I had some pretty amazing lessons yesterday which I want to learn so I don’t need to repeat them.  It all started with my devotional time when God was telling me to “be still”.  There is an action that must take place if I’m going to be still and that action is trust.  If I’m going to be still I have to trust God to order my day.  Much of what gives me anxiety is me ordering the day so it completes well all that needs to be done.  If I practice “being still” I trust God to order the day and in so doing I believe I will complete well what He wants me to do within each task.

Yesterday all of the above seemed to happen.  However, it happened and I didn’t even remember the lesson of the day–to “be still”.  The day got everything done I knew I’d need to do and it also got some pleasure things done which I’d hoped could get done.  I even had two of my favorite people call so we could talk.  My sis Bonnie was one of the calls.  She had said she enjoyed reading yesterday’s blog.  I sadly had to admit that by late yesterday afternoon I couldn’t even remember what I’d written.  I had to call it up on my phone to reread it.  So, God did order the day in His way rearranging what I would have done and in so doing I got to do the errands I wanted to complete–buying fall plants to put into a couple pots I’ve been wanting to replant but never having time to get the new plants for them.

In the day yesterday I had a meeting with a couple of the recovery leaders for groups this fall.  It was a great meeting and we accomplished all and more of what I had wanted us to complete.  So, this morning as I reflect on yesterday I could easily see how God had ordered the day completing the assignments He wanted done.  He even ordered it so I could start what brings much pleasure for me.  If I’d ordered the day myself I would have only completed tasks I thought needed and that would have delayed again the little ones about plants and phone calls.  Along with all of this, I forgot the lesson.  It just happened anyway.

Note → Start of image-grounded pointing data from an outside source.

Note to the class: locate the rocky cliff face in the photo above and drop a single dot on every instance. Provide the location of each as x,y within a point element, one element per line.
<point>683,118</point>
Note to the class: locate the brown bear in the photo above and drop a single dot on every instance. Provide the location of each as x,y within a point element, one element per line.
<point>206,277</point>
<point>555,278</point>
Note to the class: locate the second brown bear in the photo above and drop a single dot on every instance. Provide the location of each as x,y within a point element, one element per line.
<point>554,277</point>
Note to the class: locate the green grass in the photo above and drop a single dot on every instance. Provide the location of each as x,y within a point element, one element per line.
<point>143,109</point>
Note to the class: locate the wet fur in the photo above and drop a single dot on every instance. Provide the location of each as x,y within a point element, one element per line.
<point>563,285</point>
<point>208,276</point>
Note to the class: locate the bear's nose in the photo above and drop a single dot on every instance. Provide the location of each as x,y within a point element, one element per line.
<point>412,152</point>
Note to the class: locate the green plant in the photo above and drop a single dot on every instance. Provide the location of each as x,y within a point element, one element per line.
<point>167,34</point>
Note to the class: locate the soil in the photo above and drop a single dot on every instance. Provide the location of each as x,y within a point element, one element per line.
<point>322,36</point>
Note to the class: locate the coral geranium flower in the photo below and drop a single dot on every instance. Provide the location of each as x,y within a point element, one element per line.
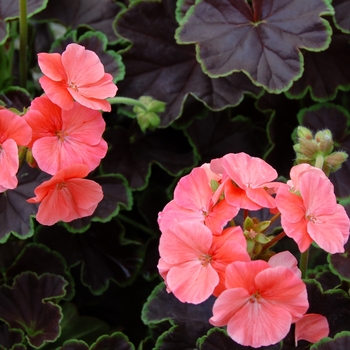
<point>67,196</point>
<point>65,137</point>
<point>252,187</point>
<point>194,200</point>
<point>77,74</point>
<point>14,131</point>
<point>193,261</point>
<point>260,303</point>
<point>309,211</point>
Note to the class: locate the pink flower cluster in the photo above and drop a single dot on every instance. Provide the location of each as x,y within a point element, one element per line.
<point>63,132</point>
<point>202,252</point>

Lastly, this morning God has been pointing out one item I need to put into permanent memory.  The assignments for consulting I do and the assignments for recovery I do have one item in common–IDENTITY.  The schools for which I consult have been labeled failure schools by the system.  They are in the bottom 5% of Idaho’s schools as indicated by their student learning success.  The recovery groups we will be starting are going to be working with individuals that feel they too are failures and this has become their identity.  When God pointed this out I could identity immediately.  I have quietly believed this lie forever it seems.  God wants each of us and all of us to know that we may fail, but this does NOT make us a failure.  This is Satan’s lie he plants in us.  God is uprooting this lie and He is finally getting to the taproot of it for me.  It is time I become a fully committed servant of God helping others know this miracle of belief will happen for them too.